Spending time with God – Jeremiah 29:11-14
will on August 28th, 2009
You gotta start somewhere. I’ve been meaning to dive into Bible study for a few weeks now, but have just felt so overwhelmed. Where do I begin? What do I read? How do I internalize it? Will it really help? These are just a few of the questions that I have been battling with when it comes to spending time with You and reading your word. To be honest, I know and believe that You can help me- but at the same time, I don’t feel it. Does that make sense? Really, these days I feel nothing; nothing but self-pity and doubt. I’ve been so consumed by it that I’ve almost given up on myself, and found no desire or reason to start reading. I’ve been so very uninterested…in everything!
After Tuesday’s “Touch & Agree,” Rhonda sat with me for over an hour listening to what I had to say, ministering to me, and reading scriptures with me. She even prayed the prayer of salvation with me- just to make sure I was saved. And I am…but I still struggle! She suggested that I get in the word and start small- take a few verses a day, read them over and over to get them in my spirit, write them down and post them on my walls. I thought it a good idea and, feeling so good after our conversation, had every intention of following her suggestion; but I did nothing. I bailed. Sure, I thought about readng scripture and studying on numerous occassions Wednesday and Thursday; but there was still a big part of me that said, “Why?” and “I don’t wanna!” Also, stuck in my head worrying about all the problems and issues I’m facing, I stayed lazy and sad claiming the excuse, “I don’t know where to start.” So I didn’t. Today I forced myself to start studying the Bible and really spending time with God. As of late, I’ve heard many people either cite or talk about Jeremiah 29:11, so I decided to begin there. It says:
“I know what I am doing. I have planned it all out- plans to take care of you, not abandon you, plans to give you the future you hope for.”
That was The Message translation. Rhonda suggested reading the New King James Version, the New International Version (NIV), and The Message. I was raised onte traditional King James Version, and like it did when I was younger, it has confused me to no end as I’ve tried reading it recently. But reading the aforementioned translations made Your word so much clearer and understandable to me. I’m definitely a big fan of The Message translation! After reading verse 11 I continued on to verses 12-14, which spoke to me even more:
“When you call on me, when you come and pray to me, I’ll listen. When you come looking fr me, you’ll find me. Yes, when you get serious about finding me more than anything else, I’ll make sure you won’t be disappointed…”

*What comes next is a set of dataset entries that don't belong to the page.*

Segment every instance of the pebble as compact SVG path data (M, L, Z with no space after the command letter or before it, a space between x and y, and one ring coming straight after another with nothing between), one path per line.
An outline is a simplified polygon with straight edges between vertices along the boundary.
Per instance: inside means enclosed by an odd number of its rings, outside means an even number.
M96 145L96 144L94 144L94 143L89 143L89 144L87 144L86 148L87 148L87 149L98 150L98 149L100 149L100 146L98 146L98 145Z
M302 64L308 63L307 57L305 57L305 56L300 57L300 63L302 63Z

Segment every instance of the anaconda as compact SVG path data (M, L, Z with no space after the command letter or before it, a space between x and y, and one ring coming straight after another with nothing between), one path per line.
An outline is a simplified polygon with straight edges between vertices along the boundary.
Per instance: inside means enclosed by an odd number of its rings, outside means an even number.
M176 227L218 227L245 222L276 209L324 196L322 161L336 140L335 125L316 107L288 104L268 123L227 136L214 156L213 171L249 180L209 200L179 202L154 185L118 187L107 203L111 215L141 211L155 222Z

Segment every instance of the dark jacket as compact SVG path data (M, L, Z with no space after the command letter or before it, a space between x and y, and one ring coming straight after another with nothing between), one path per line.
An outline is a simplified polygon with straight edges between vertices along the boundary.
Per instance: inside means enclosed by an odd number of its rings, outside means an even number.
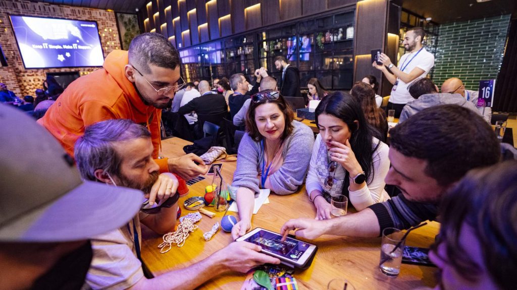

The NIV says (about getting serious) “When you seen me with all your heart…” I must admit, Lord, that I’m struggling with that part. I can’t yet identify with seeking You with all my heart; but I can say that I am seeking you with all that I can muster up right now- whatever that is. I want to seek You and your word with all my heart, but I’d be wrong not to admit that at this particular moment, I seek You in a reaching, arms wide open, crying attempt to find peace, help, and direction within my storm. My heart is open and I hope and believe that as I continue to read, learn, and in You and be filled by You- as we become more intimate with each other- my heart’s desire for You will expand. I consider myself to have rain my first baby step today towards seeking You and learning your word.
I’ve been asked how can I pray in faith and stand, believing in your word if I don’t know what’s in it? When I pray, I want and need to be able to call upon your word to help me with the circumstances of my life. And even more, I want to truly understand what it means to praise and bless Your name… I want to know you, Lord, so I can better praise you.
I thank You for opening this door and I pray fr your patience with me as I start this journey. I know you’re always with me, Lord- imma need your direction knowing what and how to study next. But for now, I’ll stay meditated on Jeremiah 29:11-14. Thank you!
Lord, teach me how to go beyond just getting by. In Jesus name I pray. AMEN!